The Sunday Dissident
The Financial Times rips Vladimir Putin several new ones over Khodorkovsky. This is the direct result of Putin's insane attack on the British Council. He has roused the lion! Jolly good show!
Mikhail Khodorkovsky, once Russia’s wealthiest oil baron, is no saint. He could not have survived in the free-for-all exploitation and seizure of Russian state assets in the 1990s if he were. But when he was arrested in 2003, charged with large-scale theft, fraud and tax evasion, and jailed for eight years in Siberia, it shook the western world, and foreign investors in particular. It was the first big move by Vladimir Putin, Russia’s increasingly assertive president, to reimpose the power of the Kremlin over the economy – especially the energy sector – after the chaotic rule of his predecessor, Boris Yeltsin.
Today Mr Khodorkovsky is languishing in his Siberian prison, facing new charges of embezzlement that could see him condemned to a further 22 years. He is on hunger strike to champion the cause of one of his fellow incarcerated oil company executives who has been denied proper treatment for Aids. Few Russians will have much sympathy: they resent the massive wealth of the oligarchs, and they appreciate the political stability that Mr Putin has brought back, combined with oil-fired prosperity.
Mr Khodorkovsky’s crime was not that he was too successful, nor that he cheated on his taxes: they all did that. But he was the youngest, cleverest and most charismatic of that first generation of oligarchs, and he entered the political arena. At precisely the moment when Mr Putin was determined to reassert the power of the Kremlin, Mr Khodorkovsky refused to stick to business. He financed candidates to lobby for his business interests in the State Duma, and backed liberal political parties that were not under Mr Putin’s effective control. For the president, it was unforgivable.
The former oil tycoon describes himself as a political prisoner. Certainly the way he has been treated – in contrast to his fellow oligarchs who have scrupulously avoided playing politics – suggests that he is right. In Russia, politics is about a struggle for power, and Mr Putin holds sway. He is ruthless, even vindictive.
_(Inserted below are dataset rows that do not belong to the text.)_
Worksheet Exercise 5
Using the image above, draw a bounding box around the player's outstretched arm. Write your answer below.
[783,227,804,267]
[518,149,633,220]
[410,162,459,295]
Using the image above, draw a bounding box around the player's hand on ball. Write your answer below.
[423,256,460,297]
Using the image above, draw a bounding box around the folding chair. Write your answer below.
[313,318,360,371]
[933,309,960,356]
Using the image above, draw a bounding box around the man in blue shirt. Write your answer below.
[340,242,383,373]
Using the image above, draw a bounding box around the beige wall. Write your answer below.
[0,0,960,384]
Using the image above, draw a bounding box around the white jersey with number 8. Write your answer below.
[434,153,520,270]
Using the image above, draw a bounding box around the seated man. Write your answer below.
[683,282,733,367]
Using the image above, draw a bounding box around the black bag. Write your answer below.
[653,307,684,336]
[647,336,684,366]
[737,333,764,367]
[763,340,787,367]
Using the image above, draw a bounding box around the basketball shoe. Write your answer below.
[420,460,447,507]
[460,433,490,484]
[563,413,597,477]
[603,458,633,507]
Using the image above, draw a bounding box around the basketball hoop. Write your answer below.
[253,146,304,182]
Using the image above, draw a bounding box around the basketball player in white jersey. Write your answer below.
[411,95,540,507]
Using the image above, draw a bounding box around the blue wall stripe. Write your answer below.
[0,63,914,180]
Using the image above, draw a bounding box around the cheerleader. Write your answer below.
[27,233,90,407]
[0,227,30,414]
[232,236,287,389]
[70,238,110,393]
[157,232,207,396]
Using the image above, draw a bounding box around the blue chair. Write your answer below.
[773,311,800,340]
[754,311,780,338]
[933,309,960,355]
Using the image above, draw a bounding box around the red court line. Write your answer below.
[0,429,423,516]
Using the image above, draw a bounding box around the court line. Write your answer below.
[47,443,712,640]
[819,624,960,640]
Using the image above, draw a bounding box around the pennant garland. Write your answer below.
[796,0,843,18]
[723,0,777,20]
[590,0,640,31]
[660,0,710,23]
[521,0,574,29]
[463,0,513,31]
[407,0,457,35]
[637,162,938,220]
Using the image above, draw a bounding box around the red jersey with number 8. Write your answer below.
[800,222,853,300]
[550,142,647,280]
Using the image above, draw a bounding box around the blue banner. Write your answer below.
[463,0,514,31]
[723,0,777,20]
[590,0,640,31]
The danger for Mr Putin is that he could turn the unpopular oligarch into a political martyr.
In his interview with the Financial Times, Mr Khodorkovsky suggests that the absence of any independent rule of law in Russia is the critical failure of the Putin regime. In the short term, of course, it is Mr Putin’s success: that is why Mr Khodorkovsky is behind bars. But in the long term the ex-tycoon is right: no prosperous market economy or fair society can flourish without the rule of law. That is a lesson foreign investors must heed.
Will Dmitry Medvedev, Mr Putin’s chosen successor as president, dare to allow an independent judiciary to flourish in a country that has never known one? He faces enormous vested interests if he tries. In the end, Mr Khodorkovsky says he is still an optimist about Russia. Let us hope he is right.
1 comment:
"The danger for Mr Putin is that he could turn the unpopular oligarch into a political martyr."
Thanks for posting this story LR, this quote is the single funniest thing I've read in a really long time. When the FT writes this way, I assume they're talking about him being a "political martyr" for the Russian people, because in Western eyes he's been one for a very long time indeed. If you think that Khodorkovsky will ever be a "martyr" for the average Russian, you know far less about the country than I thought you did...and that would be impressive!